Civil Code Section 1717: Court Of Appeal Affirms Award Of One Half Of Requested Fees Based On Tardiness of Raising Compulsory Cross-claim Waiver Issue

Rationale Parallels Result by Different Division of Second District in Superior Property of Carson v. Regency Outdoor Advertising.

     In our April 17, 2009 post, we examined Superior Property of Carson LLC v. Regency Outdoor Advertising, Inc., a Second District, Division 3 unpublished decision that affirmed a substantial fee award under Civil Code section 1717, but only after the trial court reduced fees to the prevailing defendants based on their tardiness in relying on the proper lease (after taking a position that a different lease applied throughout earlier junctures of the litigation). Now, we have a Division 2 opinion affirming a similar fee award that was reduced because the winning litigant belatedly raised a preclusive issue late in overall proceedings.

     Pearl v. Deitch, Case No. B203762 (2d Dist., Div. 2 Apr. 20, 2009) (unpublished) involved a protracted battle, through several lawsuits, between plaintiff tenant and defendant landlord over a purchase option on a Santa Monica condominium unit. The parties eventually reached a settlement agreement with a fees clause under which plaintiff was paid some money, agreed to vacate by a certain date, and agreed to be responsible for damages to the unit after a specified date.

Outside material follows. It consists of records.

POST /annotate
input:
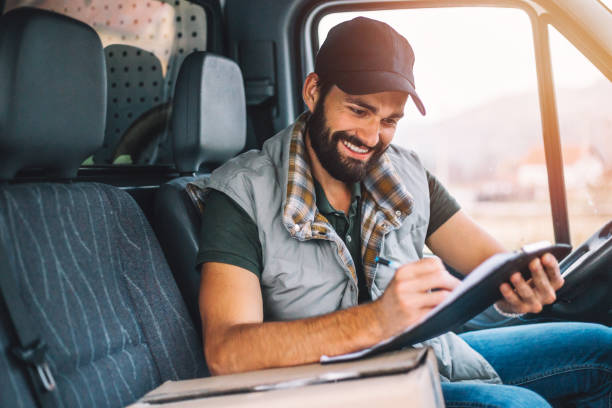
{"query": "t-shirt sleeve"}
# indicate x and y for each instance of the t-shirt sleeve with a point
(228, 235)
(442, 205)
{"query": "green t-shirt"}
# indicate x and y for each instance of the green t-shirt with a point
(229, 235)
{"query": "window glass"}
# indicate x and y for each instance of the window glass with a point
(145, 43)
(584, 98)
(475, 72)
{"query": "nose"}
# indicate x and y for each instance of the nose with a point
(370, 132)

Charges of waste and then malicious prosecution (in the wake of dismissal of the waste action) went back and forth in the court system. Defendant and her attorneys even won $13,435 on an anti-SLAPP motion by which the malicious prosecution claim was dismissed. Plaintiff then sued for breach of contract or (alternatively) rescission of the settlement agreement, but that was finally disposed of by a judgment on the pleadings—with the trial court determining that the claims should have been raised in one of the prior actions after unsuccessfully raising the preclusion issue before the appellate court in the prior appeal of the anti-SLAPP motion grant.

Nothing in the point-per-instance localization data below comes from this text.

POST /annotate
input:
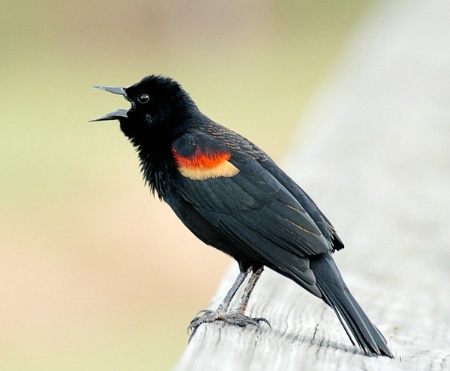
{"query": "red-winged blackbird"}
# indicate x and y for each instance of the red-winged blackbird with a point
(232, 196)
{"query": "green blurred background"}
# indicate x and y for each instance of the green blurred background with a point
(95, 274)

     Defendant then moved for an award of $124,903 in Civil Code section 1717 fees based on the fees clause in the settlement agreement. The trial court found the request excessive, primarily for two reasons: (1) defendant’s dilatoriness in raising the compulsory cross-claim waiver issue found ultimately dispositive, and (2) defendant’s request of an award based upon a $395 per hour lodestar rate when plaintiff’s $265 per hour opposition rate was found to better reflect the difficulty factor of the litigation.

     Plaintiff appealed, claiming only $5,000 in fees should be awarded.

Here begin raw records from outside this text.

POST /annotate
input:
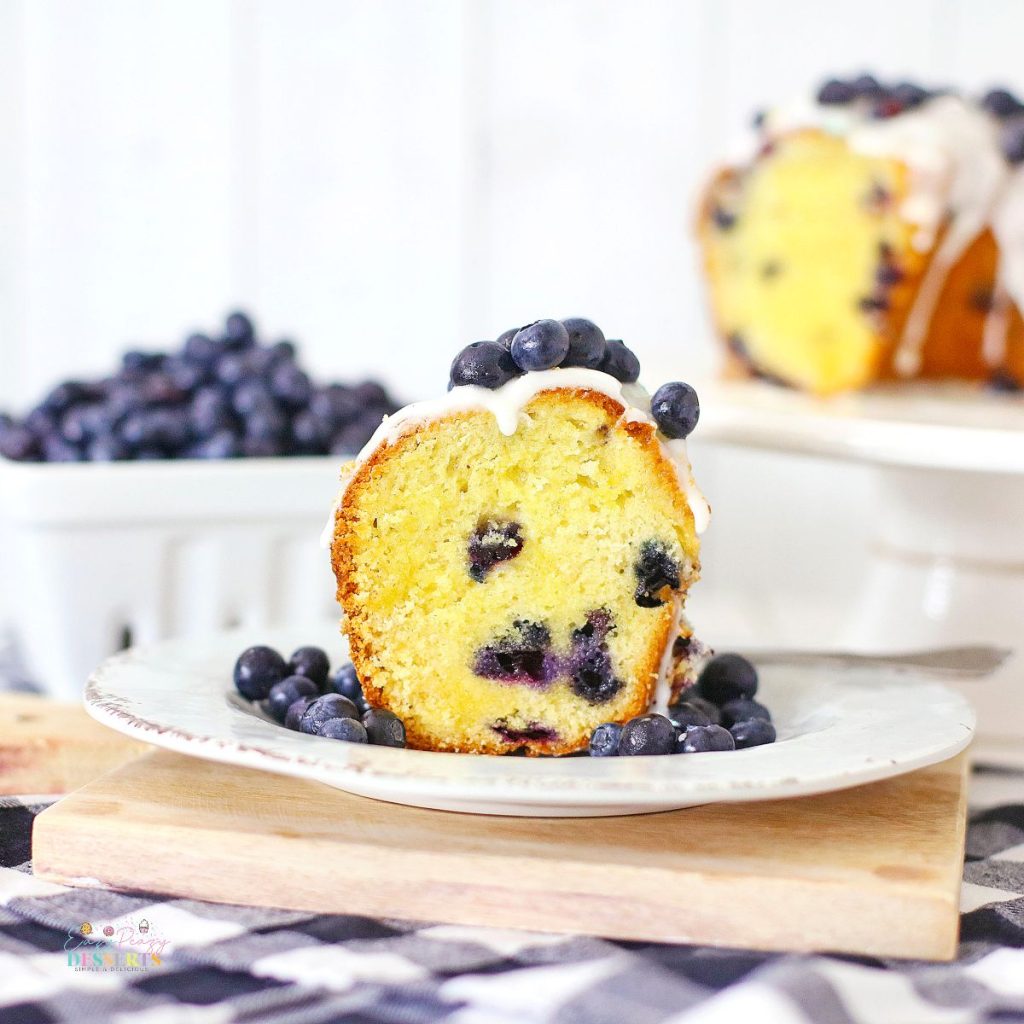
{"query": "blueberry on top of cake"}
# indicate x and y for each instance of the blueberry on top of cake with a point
(850, 242)
(512, 558)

     And … drum roll, please, the appellate decision: fee award affirmed on appeal.

     The fees clause in the settlement agreement was a proper predicate for the fee award, and the trial court was allowed leeway to follow its own estimates of reasonable hours billed and was not bound by defendant’s submission of detailed billing substantiation.

     However, the appellate panel seemed to agree with the lower court that the one-half reduction was in order because of the defense’s tardiness in raising the compulsory cross-claim waiver issue. Given the one-half reduction by the lower court for various reasons, the Court of Appeal rejected plaintiff’s suggestion that only $5,000 in fees were in order. BLOG OBSERVATION–Pearl is consistent with Division 3’s rationale in Superior Property of Carson LLC v. Regency Outdoor Advertising, Inc., where prevailing defendant’s fees were reduced for failing to alert the trial court to the governing instrument until very late in the game.